11. В качестве примеров непоследовательного отношения Вересаева к собственным антибиографическим декларациям Н. Прянишников приводит «слишком буквальное восприятие "Поэта"» (Прянишников 1930: 216), а также использование лицейских стихов в качестве аргумента для доказательства тезиса о Пушкине-«чистом художнике» (Прянишников 1930: 217). Довольно наивно критик считает, что Вересаев попросту «забыл» собственные утверждения о биографической недостоверности лицейской лирики поэта.
12. Вересаевский квазинаучный дискурс сопоставим с наукологическим дискурсом Шкловского и Эйхенбаума (в первую очередь — Шкловского) с его установкой на художественное (игровое) задание. Об этой установке как о конструктивном факторе научной прозы Шкловского и Эйхенбаума см.: Разумова 2004. Тезисное изложение этой статьи содержится в издании: Разумова 2005: 8—9. См. также замечание Ханзен-Лёве по поводу внесения Шкловским художественного момента в свои, как выразился исследователь, «псевдоисторические монографии» (Ханзен-Лёве 2001: 401), а также наблюдения М.Л. Гаспарова о художественном дискурсе в одной из таких монографий — «Краткой, но достоверной повести о дворянине Болотове» (1929) (Гаспаров 2006).
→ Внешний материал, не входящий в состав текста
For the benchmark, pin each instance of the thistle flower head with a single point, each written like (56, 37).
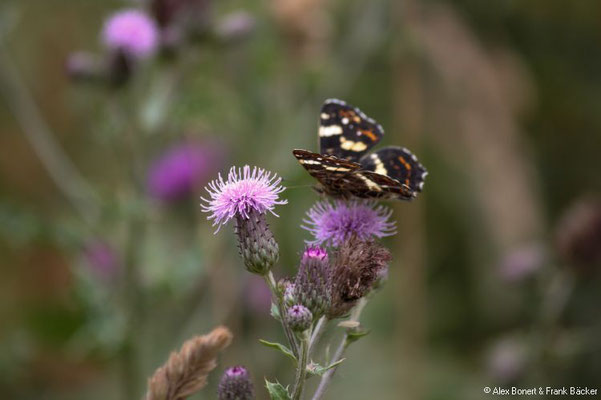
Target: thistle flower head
(299, 318)
(315, 252)
(357, 268)
(132, 32)
(333, 224)
(245, 191)
(312, 283)
(235, 384)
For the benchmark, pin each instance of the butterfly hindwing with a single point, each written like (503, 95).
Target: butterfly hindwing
(399, 164)
(345, 131)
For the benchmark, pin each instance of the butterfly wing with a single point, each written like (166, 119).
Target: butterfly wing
(330, 171)
(345, 131)
(399, 164)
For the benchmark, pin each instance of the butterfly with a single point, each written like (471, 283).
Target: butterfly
(345, 168)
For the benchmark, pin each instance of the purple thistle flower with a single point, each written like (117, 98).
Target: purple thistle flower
(333, 224)
(313, 280)
(132, 32)
(179, 171)
(235, 384)
(244, 192)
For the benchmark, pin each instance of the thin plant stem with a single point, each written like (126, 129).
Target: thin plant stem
(317, 332)
(301, 367)
(326, 379)
(281, 309)
(43, 141)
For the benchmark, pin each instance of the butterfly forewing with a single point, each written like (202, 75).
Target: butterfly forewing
(345, 169)
(345, 131)
(397, 163)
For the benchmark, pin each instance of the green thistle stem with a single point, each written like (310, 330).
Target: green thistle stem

13. Показательна в этой связи полемика Вересаева с Щеголевым по поводу так называемого «крепостного романа» Пушкина. В очерке «Крепостная любовь Пушкина» (1928) Щеголев, ссылаясь на лирические признания поэта, интерпретировал эту связь с крестьянкой как истинную любовь. (См. текст очерка в издании: Щеголев 2006: 162—199). Вересаев в ответной статье «Крепостной роман Пушкина» опровергал их биографическую значимость. При этом он снизил образ поэта в соответствии с теорией «двух планов». (Эта статья вошла в книгу «В двух планах». См.: Вересаев 2000: 138—158). Суть расхождения антагонистов в оценке «крепостного романа» содержится в весьма эмоциональном и откровенном признании Щеголева о тяжелом чувстве, которое он пережил, знакомясь с полемической статьей Вересаева. «...меня поразили, — пишет исследователь, — особая предвзятость в оценке Пушкина, как особливого циника в любовном быту, и необычайно высокомерный подход к мужицкому роману Пушкина. Вересаеву противна попытка раздвинуть рамки сближения Пушкина и крестьянки за пределы физиологии; он стремится изобразить эту связь как половой налет барина на крепостную» (Щеголев 1928: 97—98).